Real Data: Formatting and Initialization
Author: Spark Tseung
Last Modified: Sept 15, 2020
Introduction
In this document, we will transform the cleaned data freMTPLClean
(see
here)
into the required format by the LRMoE
model. In addition, we will use
the Clustered Method of Moments (CMM) to obtain some initialization of
parameter values before fitting the models.

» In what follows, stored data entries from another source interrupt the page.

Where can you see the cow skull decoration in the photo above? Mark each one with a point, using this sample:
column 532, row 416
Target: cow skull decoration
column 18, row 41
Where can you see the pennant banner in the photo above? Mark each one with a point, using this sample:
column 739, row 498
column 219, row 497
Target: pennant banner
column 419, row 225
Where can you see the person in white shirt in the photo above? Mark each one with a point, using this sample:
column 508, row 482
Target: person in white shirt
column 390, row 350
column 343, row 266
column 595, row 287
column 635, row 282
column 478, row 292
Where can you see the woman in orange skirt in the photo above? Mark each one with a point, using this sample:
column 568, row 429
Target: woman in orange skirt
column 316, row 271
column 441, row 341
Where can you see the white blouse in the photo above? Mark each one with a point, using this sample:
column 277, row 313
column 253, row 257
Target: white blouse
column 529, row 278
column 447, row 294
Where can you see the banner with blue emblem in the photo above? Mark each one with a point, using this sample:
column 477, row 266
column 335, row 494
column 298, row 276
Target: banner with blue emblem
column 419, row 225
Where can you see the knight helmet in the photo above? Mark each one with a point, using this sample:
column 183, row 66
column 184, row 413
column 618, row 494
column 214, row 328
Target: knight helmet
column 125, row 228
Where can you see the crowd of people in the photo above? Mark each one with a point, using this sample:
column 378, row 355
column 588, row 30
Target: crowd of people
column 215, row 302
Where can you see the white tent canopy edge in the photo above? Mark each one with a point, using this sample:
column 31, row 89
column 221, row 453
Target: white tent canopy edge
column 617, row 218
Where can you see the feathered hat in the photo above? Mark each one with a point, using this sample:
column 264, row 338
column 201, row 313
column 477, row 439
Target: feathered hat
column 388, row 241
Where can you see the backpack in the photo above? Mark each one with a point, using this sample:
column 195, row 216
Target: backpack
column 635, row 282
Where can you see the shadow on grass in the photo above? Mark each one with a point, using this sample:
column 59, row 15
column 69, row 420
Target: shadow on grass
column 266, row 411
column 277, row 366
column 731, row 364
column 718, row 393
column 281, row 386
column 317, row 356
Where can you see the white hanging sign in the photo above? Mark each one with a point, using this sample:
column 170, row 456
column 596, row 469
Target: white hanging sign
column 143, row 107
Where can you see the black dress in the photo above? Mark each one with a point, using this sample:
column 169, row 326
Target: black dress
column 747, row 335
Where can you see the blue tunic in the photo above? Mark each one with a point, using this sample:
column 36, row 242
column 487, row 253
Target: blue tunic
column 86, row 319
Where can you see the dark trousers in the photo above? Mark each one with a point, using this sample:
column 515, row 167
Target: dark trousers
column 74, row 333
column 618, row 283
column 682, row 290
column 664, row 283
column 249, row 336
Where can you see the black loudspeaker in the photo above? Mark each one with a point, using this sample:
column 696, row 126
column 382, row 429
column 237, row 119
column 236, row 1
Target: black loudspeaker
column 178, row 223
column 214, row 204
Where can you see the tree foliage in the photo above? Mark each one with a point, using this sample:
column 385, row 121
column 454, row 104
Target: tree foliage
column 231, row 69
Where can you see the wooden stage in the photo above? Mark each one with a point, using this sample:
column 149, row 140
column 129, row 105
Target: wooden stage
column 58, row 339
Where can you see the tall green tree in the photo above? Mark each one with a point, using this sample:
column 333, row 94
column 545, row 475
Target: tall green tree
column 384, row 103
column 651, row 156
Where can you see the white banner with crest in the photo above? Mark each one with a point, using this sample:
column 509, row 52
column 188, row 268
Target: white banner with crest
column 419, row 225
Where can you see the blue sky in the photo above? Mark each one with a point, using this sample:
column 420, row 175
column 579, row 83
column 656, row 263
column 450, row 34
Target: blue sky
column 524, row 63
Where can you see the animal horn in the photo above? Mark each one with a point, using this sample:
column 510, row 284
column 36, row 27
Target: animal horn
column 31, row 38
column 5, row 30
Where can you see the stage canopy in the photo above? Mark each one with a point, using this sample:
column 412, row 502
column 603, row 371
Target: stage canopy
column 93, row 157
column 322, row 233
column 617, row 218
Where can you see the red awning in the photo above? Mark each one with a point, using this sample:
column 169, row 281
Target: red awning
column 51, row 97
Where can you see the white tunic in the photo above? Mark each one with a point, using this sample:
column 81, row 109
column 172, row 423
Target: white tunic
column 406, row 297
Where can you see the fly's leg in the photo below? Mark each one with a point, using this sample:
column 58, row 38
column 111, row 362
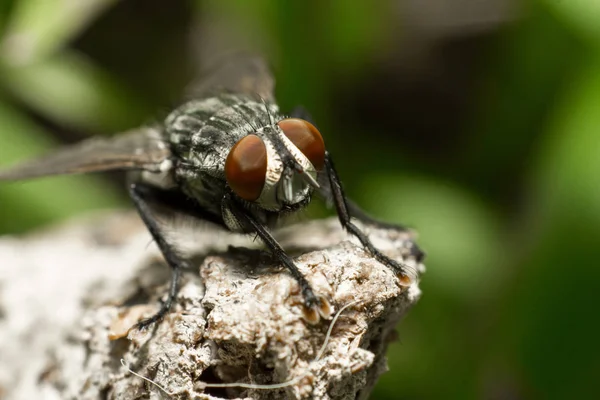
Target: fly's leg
column 140, row 197
column 334, row 190
column 311, row 301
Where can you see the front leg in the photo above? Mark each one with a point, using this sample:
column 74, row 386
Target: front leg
column 141, row 194
column 333, row 189
column 313, row 303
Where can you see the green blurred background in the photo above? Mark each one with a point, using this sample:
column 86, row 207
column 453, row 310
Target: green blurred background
column 477, row 122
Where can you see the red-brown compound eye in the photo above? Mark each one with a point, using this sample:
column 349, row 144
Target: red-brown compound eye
column 246, row 167
column 306, row 138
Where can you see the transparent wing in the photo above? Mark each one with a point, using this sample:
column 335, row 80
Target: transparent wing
column 235, row 72
column 142, row 149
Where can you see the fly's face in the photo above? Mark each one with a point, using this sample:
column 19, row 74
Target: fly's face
column 276, row 167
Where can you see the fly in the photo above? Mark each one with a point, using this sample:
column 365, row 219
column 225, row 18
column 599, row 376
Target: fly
column 228, row 156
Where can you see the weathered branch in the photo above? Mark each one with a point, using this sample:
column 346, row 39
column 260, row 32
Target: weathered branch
column 67, row 291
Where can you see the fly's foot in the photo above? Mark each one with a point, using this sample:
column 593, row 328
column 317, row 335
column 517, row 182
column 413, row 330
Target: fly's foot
column 157, row 317
column 315, row 307
column 406, row 274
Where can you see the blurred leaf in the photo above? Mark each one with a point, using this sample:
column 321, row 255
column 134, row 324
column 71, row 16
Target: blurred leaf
column 551, row 312
column 581, row 15
column 26, row 204
column 70, row 90
column 38, row 27
column 524, row 77
column 460, row 236
column 355, row 34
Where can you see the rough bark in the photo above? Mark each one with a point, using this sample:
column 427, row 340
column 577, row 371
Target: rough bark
column 69, row 294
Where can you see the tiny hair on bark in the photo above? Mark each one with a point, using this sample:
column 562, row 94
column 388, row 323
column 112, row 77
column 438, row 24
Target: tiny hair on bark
column 238, row 330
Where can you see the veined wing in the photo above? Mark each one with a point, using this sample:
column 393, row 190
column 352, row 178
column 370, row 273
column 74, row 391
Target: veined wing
column 238, row 73
column 142, row 149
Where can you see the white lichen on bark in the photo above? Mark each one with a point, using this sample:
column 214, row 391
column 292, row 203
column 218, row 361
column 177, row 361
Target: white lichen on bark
column 68, row 295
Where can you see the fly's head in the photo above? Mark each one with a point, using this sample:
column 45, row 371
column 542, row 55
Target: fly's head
column 276, row 167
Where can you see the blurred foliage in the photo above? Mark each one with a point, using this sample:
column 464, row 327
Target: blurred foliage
column 485, row 141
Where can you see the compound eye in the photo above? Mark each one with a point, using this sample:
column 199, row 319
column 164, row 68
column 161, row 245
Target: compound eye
column 246, row 167
column 306, row 138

# Load previoucly cleaned data
load("freMTPLClean.Rda")
Formatting Data
For illustration purposes, we will fit an LRMoE with one respose
variable ClaimAmount
only. The following code shows how to format
input matrices Y
and X
required by the LRMoE
package.
# Make Y matrix
sample.size = nrow(df)
Y = matrix( c(rep(0, sample.size), # = tl.1
df$ClaimAmount, # = yl.1
df$ClaimAmount, # = tu.1
rep(Inf, sample.size) # = tu.1
),
ncol = 4, byrow = FALSE)
# Make X matrix
X.continuous = cbind(df$CarAge, df$DriverAge)

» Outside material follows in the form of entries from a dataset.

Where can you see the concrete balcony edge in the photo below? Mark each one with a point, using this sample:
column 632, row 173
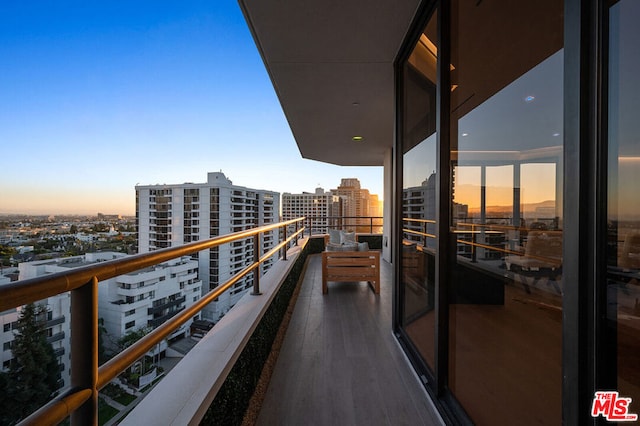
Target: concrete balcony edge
column 188, row 390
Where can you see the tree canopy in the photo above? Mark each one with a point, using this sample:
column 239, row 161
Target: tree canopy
column 34, row 373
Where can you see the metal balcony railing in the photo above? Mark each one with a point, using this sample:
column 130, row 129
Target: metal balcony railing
column 87, row 378
column 360, row 224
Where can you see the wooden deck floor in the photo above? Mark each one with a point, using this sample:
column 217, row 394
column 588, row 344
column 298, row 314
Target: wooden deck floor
column 340, row 364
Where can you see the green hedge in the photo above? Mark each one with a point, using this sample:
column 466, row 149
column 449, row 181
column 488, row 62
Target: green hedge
column 231, row 402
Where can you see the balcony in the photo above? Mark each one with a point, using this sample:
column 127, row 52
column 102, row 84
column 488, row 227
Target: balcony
column 170, row 303
column 339, row 362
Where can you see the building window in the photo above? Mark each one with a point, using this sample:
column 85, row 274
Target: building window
column 506, row 223
column 623, row 207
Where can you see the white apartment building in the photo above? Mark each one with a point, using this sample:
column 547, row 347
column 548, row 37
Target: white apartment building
column 129, row 302
column 175, row 214
column 323, row 209
column 419, row 211
column 57, row 329
column 148, row 297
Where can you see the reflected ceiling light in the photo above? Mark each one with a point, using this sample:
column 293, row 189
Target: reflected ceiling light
column 428, row 44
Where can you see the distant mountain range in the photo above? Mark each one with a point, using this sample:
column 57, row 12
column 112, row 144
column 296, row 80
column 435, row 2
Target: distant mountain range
column 543, row 208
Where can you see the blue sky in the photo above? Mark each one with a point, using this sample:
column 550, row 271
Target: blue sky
column 96, row 97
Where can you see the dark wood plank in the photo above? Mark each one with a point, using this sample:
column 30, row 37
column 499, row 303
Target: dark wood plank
column 340, row 363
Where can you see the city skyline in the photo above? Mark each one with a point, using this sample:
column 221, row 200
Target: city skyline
column 100, row 98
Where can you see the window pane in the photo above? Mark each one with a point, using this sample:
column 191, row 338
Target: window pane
column 506, row 151
column 623, row 281
column 419, row 193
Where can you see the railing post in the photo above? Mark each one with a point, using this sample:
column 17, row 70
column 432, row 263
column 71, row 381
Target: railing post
column 284, row 238
column 256, row 259
column 84, row 349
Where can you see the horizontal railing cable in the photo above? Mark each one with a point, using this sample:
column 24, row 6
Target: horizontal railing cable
column 82, row 283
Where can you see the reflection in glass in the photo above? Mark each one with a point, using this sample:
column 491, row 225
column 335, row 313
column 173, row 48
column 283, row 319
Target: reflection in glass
column 623, row 265
column 506, row 150
column 419, row 194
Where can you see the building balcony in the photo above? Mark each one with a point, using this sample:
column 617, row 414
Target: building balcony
column 135, row 291
column 339, row 362
column 164, row 306
column 160, row 320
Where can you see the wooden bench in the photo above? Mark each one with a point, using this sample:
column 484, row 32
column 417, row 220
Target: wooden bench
column 350, row 266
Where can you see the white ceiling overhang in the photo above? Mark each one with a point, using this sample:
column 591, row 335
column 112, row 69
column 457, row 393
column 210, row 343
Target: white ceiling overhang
column 331, row 64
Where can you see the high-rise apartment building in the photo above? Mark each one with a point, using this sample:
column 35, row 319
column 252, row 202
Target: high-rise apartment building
column 172, row 215
column 356, row 204
column 142, row 299
column 322, row 209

X.power = model.matrix(~df$Power, data = df) # Default Power is 'd'
X.brand = model.matrix(~df$Brand, data = df) # Default Brand is 'Fiat'
X.gas = model.matrix(~df$Gas, data = df) # Default Gas is 'Diesel'
X.region = model.matrix(~df$Region, data = df) # Default Region is 'Aquitaine'
X = matrix(cbind(rep(1, sample.size), # Intercept
X.continuous, X.power[,-1], X.brand[,-1], X.gas[,-1], X.region[,-1]),
nrow = sample.size, byrow = FALSE)
colnames(X) = c("Intercept", "CarAge", "DriverAge",
"Powere", "Powerf", "Powerg", "Powerh", "Poweri", "Powerj",
"Powerk", "Powerl", "Powerm", "Powern", "Powero",
"BrandJK", "BrandMCB", "BrandOGF", "BrandOther", "BrandRNC", "BrandVAS",
"GasRegular",
"RegionBN", "RegionB", "RegionC", "RegionHN", "RegionIF",
"RegionL", "RegionNPC", "RegionPL", "RegionPC")

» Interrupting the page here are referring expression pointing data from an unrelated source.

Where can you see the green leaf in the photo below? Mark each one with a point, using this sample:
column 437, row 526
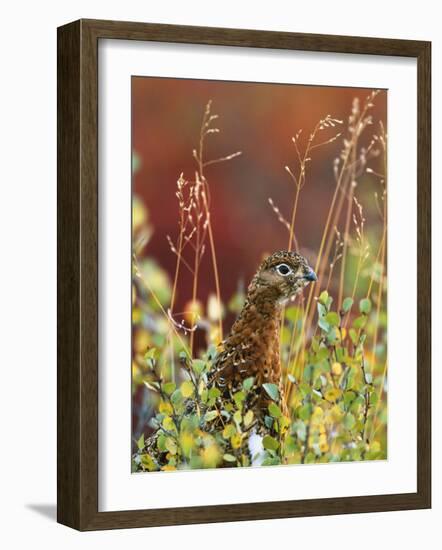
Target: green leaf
column 168, row 424
column 229, row 458
column 275, row 411
column 176, row 397
column 365, row 306
column 248, row 383
column 353, row 336
column 248, row 418
column 214, row 393
column 349, row 421
column 187, row 388
column 332, row 318
column 198, row 366
column 151, row 354
column 171, row 445
column 152, row 386
column 210, row 415
column 239, row 398
column 272, row 390
column 161, row 443
column 140, row 443
column 270, row 442
column 360, row 322
column 169, row 387
column 305, row 411
column 323, row 298
column 268, row 421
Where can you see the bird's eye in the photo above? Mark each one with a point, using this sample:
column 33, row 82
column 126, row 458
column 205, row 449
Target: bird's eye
column 283, row 269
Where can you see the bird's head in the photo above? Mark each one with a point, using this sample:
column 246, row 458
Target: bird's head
column 283, row 275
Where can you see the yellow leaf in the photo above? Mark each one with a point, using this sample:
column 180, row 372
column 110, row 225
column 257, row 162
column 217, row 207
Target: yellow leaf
column 187, row 388
column 333, row 394
column 248, row 418
column 168, row 468
column 168, row 424
column 165, row 408
column 336, row 369
column 228, row 431
column 235, row 441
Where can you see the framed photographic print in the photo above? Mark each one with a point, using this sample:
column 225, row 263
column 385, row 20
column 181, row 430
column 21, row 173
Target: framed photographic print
column 243, row 275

We will save the data for the fitting procedures later.
save(X, file = "X.Rda")
save(Y, file = "Y.Rda")
Parameter Initialization
The LRMoE
fitting function also requires initialization of n.comp
(number of latent components), comp.dist
(component distributions by
dimension and by component), zero.init
(zero inflation) and
params.init
(initialization of component distribution parameters).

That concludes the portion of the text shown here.